Soup Box Derby brings past to present

No license was required to drive on Langley's First Street hill Saturday afternoon. Nor were driving skills.

No license was required to drive on Langley’s First Street hill Saturday afternoon. Nor were driving skills.

Thirty years after a few fun-loving islanders ran a bunch of makeshift, gravity-powered contraptions down the street in the first Langley Soupbox Derby, a few of the original racers and a bunch of new thrill seekers were back to relive 1972 in the fifth-ever but 30th anniversary of the event.

Cars of all shapes, speeds and degrees of quirkiness showed up at the starting line for a noon start in front of a crowd of several hundred people.

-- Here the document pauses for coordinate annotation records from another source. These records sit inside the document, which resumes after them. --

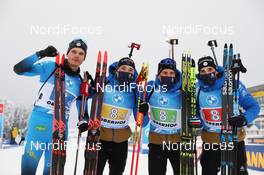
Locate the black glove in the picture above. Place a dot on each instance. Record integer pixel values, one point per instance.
(50, 51)
(82, 126)
(237, 121)
(143, 108)
(194, 122)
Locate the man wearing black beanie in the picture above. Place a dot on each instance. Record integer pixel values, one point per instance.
(41, 119)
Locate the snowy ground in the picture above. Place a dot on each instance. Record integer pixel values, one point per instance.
(10, 160)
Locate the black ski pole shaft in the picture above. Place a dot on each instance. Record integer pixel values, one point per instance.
(213, 44)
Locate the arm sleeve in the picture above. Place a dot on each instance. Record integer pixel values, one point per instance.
(79, 105)
(248, 103)
(29, 66)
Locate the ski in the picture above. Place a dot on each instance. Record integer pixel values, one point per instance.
(59, 126)
(84, 91)
(93, 135)
(142, 81)
(228, 135)
(188, 156)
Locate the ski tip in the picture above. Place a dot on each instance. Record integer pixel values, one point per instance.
(105, 55)
(238, 56)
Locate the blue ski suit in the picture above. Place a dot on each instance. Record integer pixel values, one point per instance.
(39, 134)
(209, 105)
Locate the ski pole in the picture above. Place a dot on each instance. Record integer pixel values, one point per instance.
(173, 42)
(132, 46)
(84, 91)
(212, 44)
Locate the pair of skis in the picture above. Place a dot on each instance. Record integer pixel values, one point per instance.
(92, 141)
(230, 108)
(58, 158)
(142, 81)
(188, 155)
(84, 91)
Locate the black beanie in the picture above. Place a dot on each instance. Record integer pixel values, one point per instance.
(167, 63)
(126, 61)
(79, 43)
(205, 62)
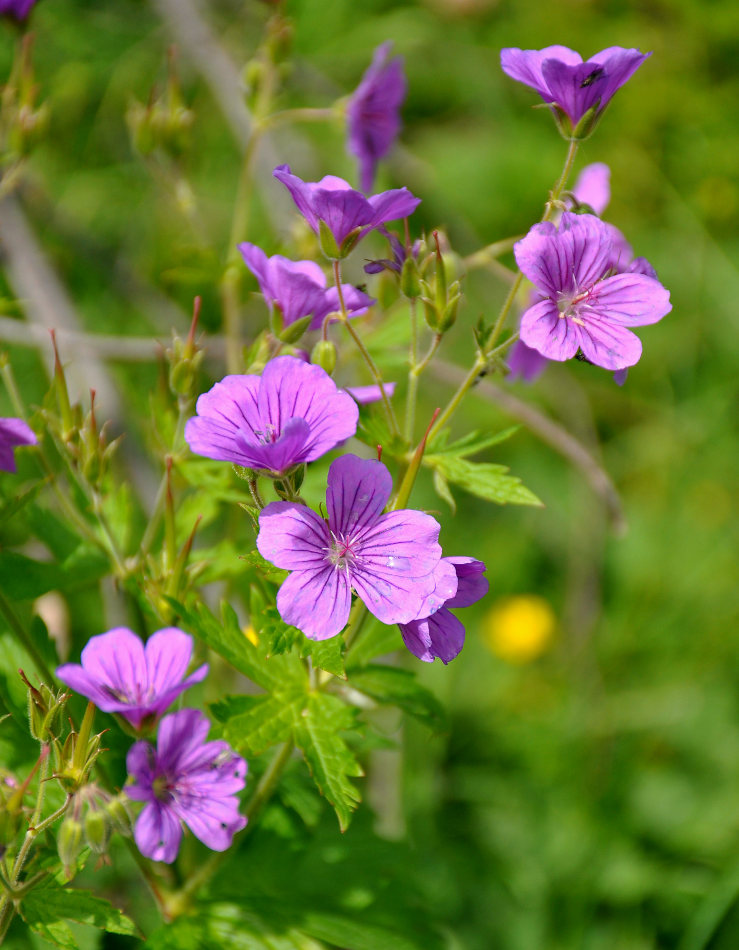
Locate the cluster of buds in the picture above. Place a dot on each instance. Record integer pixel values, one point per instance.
(164, 123)
(77, 432)
(93, 816)
(76, 755)
(440, 295)
(23, 123)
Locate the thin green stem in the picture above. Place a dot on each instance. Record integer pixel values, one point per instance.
(231, 281)
(372, 366)
(484, 354)
(17, 629)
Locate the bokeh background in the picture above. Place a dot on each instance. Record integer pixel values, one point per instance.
(586, 793)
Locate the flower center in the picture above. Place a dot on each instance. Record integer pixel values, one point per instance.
(568, 305)
(268, 434)
(162, 788)
(340, 552)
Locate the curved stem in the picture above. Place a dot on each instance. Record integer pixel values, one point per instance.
(372, 366)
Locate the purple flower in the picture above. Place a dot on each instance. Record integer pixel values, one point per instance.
(388, 559)
(13, 432)
(121, 675)
(292, 413)
(441, 634)
(593, 187)
(582, 306)
(373, 113)
(573, 87)
(343, 210)
(185, 779)
(367, 394)
(298, 288)
(19, 9)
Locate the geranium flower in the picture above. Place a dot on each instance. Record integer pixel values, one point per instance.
(344, 211)
(373, 113)
(185, 779)
(441, 634)
(122, 675)
(388, 559)
(583, 307)
(13, 432)
(292, 413)
(298, 288)
(573, 87)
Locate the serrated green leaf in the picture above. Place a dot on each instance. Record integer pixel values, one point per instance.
(469, 444)
(228, 639)
(329, 759)
(252, 724)
(397, 687)
(14, 505)
(483, 479)
(354, 935)
(45, 909)
(327, 655)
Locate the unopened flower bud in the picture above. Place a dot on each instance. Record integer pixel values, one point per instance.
(323, 354)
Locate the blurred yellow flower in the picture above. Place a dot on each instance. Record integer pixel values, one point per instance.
(519, 629)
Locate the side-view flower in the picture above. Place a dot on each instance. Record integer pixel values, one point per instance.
(373, 113)
(345, 212)
(185, 779)
(298, 288)
(440, 634)
(582, 306)
(292, 413)
(120, 674)
(388, 559)
(570, 86)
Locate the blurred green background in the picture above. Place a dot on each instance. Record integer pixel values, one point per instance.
(587, 798)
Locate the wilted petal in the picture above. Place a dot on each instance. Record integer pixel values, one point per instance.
(471, 585)
(440, 635)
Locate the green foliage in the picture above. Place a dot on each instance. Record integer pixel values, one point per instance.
(483, 479)
(397, 687)
(46, 910)
(329, 759)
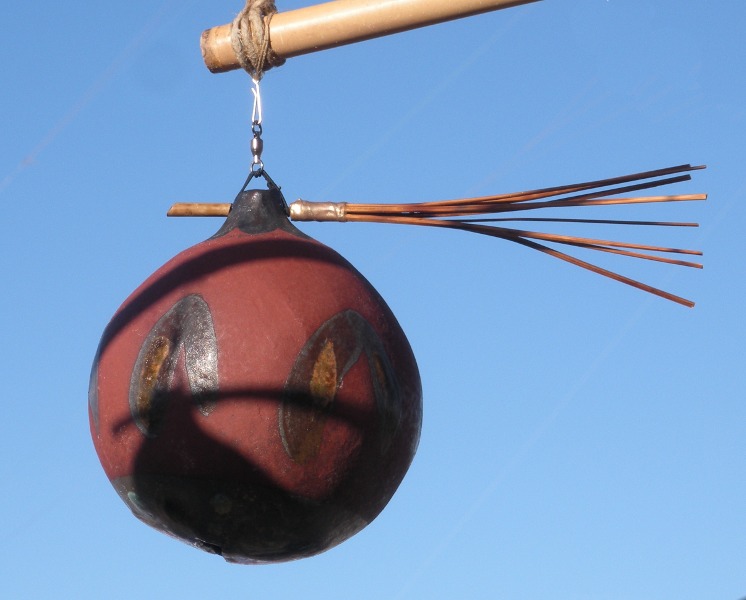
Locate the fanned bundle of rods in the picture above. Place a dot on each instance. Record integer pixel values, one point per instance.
(465, 214)
(461, 214)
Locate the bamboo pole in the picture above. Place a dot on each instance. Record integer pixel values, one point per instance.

Racing in pairs on an emptied, but straw-bale-lined street, the Soup Box racers brought back memories of a time when Whidbey Island seemed a little smaller and not so serious.

Tucker Stevens, president of the Langley Community Club — the organization that got the anniversary race going after a 10-year hiatus — said he found the day dreamlike.

“I don’t believe it,” he said, even as he chased his own derby car, driven by someone else, down the street.

The derby, which was named after the former Soup Coop restaurant once located at the corner of Anthes and First streets, drew a curious crowd looking for laughs. After watching island residents roll by in giant carrots, on wheeled bed frames and in a slug-shaped vehicle called the Slimemobile, Redmond resident Greg Page said he and his wife were glad they made a weekend trip to the island at the request of friends living in Langley.

“They used this as the lure to come,” he said. “I think it’s fantastic.”

Racers wowed spectators with a variety of designs. Some of the sleeker cars brought up memories of 1920s rally racers, while others — like one designed and built in part by island inventor and architect Matthew Swett — was reminiscent of a baby jogger. That design won points with Swett’s wife, Sarah Birger, when it stopped before hitting the straw bales just beyond the finish line.

“Yay, you stopped,” was Birger’s cheer after the vehicle lost its first race but avoided a crash.

Most effective in terms of speed were vehicles driven by Chris Housley and Marty Loken. Looking much like the Union’s ironclad Civil War battleship, the USS Monitor, Housley’s derby entry was a returning champion, having won the 1992 derby. Loken went with a low-slung, colorful three wheeler, but was at a disadvantage in the championship race when Housley and his three passengers used weight and momentum to reach the finish line first.

Other vehicles were built for panache. Displaying his love of spare parts, 1970s derby participant Leonard Good raced a quick but rusty little number that came complete with a wobbling wheel.

“I wouldn’t exactly call it intentional,” Good said of the design extra.

For race fans who came to see spills as well as thrills, the derby was not a disappointment. A wheeled steel bed frame ridden by four of the event’s youngest participants crashed and slid at the finish line on its second run down the hill. Max Thorsen, one of the riders of the “Bronze Bedlam,” said the spill was unfortunate because he and his team members thought they had a winning entry. They were disqualified after the crash.

A minor flaw in the vehicle’s design, Thorsen said, led to the crash and several bumps, bruises and scrapes.

“If you turn on that thing and you’re going, you’re done,” he said.

In all, about 20 drivers and vehicles participated in the derby. All received a trophy or award of some kind at the end of the day, whether for flat-out speed, design or sheer frivolity.

Organizers of the derby have not yet decided whether to bring it back for a sixth edition next year. The derby has had previous runnings in 1972, ’73, ’74 and ’92.